Cozystack is an open-source PaaS platform for cloud providers.
With Cozystack, you can transform your bunch of servers into an intelligent system with a simple REST API for spawning Kubernetes clusters, Database-as-a-Service, virtual machines, load balancers, HTTP caching services, and other services with ease.
You can use Cozystack to build your own cloud or to provide a cost-effective development environments.
Cozystack positions itself as a kind of framework for building public clouds. The key word here is framework.

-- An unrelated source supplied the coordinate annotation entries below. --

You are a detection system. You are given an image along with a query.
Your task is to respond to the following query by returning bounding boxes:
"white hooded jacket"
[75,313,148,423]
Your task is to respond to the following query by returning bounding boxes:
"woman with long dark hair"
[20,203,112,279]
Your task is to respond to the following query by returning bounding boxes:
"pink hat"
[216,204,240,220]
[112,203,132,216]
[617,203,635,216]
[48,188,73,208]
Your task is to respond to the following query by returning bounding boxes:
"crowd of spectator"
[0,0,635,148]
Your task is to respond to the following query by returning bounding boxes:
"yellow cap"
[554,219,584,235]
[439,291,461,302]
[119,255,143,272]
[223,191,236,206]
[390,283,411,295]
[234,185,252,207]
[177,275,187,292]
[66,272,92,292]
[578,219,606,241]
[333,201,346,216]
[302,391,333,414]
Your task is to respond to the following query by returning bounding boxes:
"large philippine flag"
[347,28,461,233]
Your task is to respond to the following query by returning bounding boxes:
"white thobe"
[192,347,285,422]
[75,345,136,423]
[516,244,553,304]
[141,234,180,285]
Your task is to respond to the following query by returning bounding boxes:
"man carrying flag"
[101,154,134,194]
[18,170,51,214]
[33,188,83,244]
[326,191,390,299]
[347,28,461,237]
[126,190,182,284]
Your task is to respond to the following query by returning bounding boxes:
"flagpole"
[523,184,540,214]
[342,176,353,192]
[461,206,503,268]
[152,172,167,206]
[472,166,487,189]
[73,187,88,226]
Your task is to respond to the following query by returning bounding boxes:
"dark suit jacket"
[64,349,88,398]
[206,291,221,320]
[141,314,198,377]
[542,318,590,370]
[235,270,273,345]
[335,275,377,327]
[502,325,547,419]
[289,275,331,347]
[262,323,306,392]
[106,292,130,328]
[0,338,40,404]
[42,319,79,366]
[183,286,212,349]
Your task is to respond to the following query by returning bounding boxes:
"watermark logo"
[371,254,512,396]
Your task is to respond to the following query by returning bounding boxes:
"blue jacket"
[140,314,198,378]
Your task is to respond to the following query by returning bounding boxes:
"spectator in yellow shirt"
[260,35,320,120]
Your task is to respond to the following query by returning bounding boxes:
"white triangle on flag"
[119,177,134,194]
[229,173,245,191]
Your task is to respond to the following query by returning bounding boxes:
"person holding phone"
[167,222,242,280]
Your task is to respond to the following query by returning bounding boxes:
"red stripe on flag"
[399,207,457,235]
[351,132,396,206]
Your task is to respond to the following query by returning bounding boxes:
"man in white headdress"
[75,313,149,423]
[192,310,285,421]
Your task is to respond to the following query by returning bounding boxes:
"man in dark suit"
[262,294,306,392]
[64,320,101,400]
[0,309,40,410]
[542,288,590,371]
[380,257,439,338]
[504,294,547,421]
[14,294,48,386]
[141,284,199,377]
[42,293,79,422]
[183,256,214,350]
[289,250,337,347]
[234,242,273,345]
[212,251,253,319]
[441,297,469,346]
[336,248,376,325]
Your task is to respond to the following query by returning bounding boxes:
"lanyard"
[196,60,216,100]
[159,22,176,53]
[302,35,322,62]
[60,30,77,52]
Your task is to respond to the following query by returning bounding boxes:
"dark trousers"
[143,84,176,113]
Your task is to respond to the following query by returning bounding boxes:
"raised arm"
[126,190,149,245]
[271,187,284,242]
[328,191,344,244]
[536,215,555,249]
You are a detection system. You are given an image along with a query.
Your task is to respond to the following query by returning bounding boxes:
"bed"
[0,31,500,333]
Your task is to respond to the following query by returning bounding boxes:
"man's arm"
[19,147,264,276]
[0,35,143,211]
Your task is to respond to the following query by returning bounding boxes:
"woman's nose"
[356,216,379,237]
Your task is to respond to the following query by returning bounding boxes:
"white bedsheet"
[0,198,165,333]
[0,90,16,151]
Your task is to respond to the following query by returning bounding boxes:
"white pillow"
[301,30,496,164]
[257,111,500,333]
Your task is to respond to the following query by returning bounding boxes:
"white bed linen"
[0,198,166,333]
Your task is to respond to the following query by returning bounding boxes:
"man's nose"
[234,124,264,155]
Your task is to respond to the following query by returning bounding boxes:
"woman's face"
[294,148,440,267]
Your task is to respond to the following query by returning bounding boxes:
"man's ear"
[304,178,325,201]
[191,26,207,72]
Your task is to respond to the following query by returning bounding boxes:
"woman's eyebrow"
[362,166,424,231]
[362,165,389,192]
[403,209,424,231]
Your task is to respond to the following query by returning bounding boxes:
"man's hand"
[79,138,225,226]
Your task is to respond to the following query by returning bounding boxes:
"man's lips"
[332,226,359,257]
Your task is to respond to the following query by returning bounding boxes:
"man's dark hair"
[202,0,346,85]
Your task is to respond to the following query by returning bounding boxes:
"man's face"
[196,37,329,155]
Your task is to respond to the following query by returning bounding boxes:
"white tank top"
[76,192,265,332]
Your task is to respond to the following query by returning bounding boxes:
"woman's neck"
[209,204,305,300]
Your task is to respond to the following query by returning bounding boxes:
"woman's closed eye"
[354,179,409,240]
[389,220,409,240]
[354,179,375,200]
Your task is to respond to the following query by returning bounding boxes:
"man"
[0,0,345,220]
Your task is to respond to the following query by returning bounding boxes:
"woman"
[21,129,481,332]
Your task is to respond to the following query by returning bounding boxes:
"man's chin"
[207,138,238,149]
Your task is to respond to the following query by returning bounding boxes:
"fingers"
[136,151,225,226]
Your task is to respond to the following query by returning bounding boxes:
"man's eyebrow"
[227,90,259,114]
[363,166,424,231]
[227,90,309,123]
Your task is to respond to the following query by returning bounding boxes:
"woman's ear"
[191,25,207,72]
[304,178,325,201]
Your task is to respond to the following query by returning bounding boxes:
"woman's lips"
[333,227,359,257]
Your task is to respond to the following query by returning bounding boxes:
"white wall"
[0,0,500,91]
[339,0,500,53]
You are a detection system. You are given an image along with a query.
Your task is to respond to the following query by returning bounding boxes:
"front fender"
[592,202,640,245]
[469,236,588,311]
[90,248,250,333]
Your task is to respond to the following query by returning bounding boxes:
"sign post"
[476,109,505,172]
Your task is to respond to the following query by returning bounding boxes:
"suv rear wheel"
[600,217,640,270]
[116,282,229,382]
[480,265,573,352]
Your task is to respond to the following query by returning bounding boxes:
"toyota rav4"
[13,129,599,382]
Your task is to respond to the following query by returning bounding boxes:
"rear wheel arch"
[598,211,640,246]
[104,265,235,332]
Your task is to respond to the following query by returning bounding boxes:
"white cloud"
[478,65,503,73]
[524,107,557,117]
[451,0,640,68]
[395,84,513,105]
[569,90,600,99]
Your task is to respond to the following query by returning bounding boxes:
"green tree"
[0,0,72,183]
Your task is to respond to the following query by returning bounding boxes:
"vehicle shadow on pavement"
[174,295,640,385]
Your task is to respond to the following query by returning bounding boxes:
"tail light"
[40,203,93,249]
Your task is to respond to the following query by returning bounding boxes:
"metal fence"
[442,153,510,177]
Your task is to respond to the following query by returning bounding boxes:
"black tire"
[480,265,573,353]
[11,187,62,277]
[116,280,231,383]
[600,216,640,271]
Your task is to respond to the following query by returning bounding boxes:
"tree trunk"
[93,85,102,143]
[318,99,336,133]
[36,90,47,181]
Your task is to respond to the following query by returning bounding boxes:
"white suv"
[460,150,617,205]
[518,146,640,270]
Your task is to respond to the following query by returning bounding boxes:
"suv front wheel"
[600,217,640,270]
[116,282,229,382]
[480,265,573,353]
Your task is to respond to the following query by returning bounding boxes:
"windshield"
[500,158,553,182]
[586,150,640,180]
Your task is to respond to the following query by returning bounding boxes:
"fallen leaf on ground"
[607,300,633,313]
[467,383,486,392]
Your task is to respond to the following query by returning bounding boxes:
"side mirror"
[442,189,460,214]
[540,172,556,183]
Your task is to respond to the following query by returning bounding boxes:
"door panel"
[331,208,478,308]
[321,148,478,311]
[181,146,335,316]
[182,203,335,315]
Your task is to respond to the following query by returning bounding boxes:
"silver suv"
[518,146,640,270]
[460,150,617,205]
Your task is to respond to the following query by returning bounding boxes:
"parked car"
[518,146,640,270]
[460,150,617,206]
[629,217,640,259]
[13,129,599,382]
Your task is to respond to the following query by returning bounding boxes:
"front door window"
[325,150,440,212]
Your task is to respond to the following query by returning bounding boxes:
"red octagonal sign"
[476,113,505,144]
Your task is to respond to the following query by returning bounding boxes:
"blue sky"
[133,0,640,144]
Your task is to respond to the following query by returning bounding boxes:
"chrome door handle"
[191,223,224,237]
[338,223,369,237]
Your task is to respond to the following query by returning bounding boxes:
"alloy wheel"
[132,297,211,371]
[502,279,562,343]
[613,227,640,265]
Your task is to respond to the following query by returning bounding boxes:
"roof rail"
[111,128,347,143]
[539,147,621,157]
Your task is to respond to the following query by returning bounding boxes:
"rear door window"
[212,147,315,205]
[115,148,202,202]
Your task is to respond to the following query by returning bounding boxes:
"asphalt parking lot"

In this case, it's important to understand that Cozystack is made for cloud providers, not for end users.
Despite having a graphical interface, the current security model does not imply public user access to your management cluster.
Instead, end users get access to their own Kubernetes clusters, can order LoadBalancers and additional services from it, but they have no access and know nothing about your management cluster powered by Cozystack.
Thus, to integrate with your billing system, it's enough to teach your system to go to the management Kubernetes and place a YAML file signifying the service you're interested in. Cozystack will do the rest of the work for you.
One of the use cases is a self-portal for users within your company, where they can order the service they're interested in or a managed database.
You can implement best GitOps practices, where users will launch their own Kubernetes clusters and databases for their needs with a simple commit of configuration into your infrastructure Git repository.
Thanks to the standardization of the approach to deploying applications, you can expand the platform's capabilities using the functionality of standard Helm charts.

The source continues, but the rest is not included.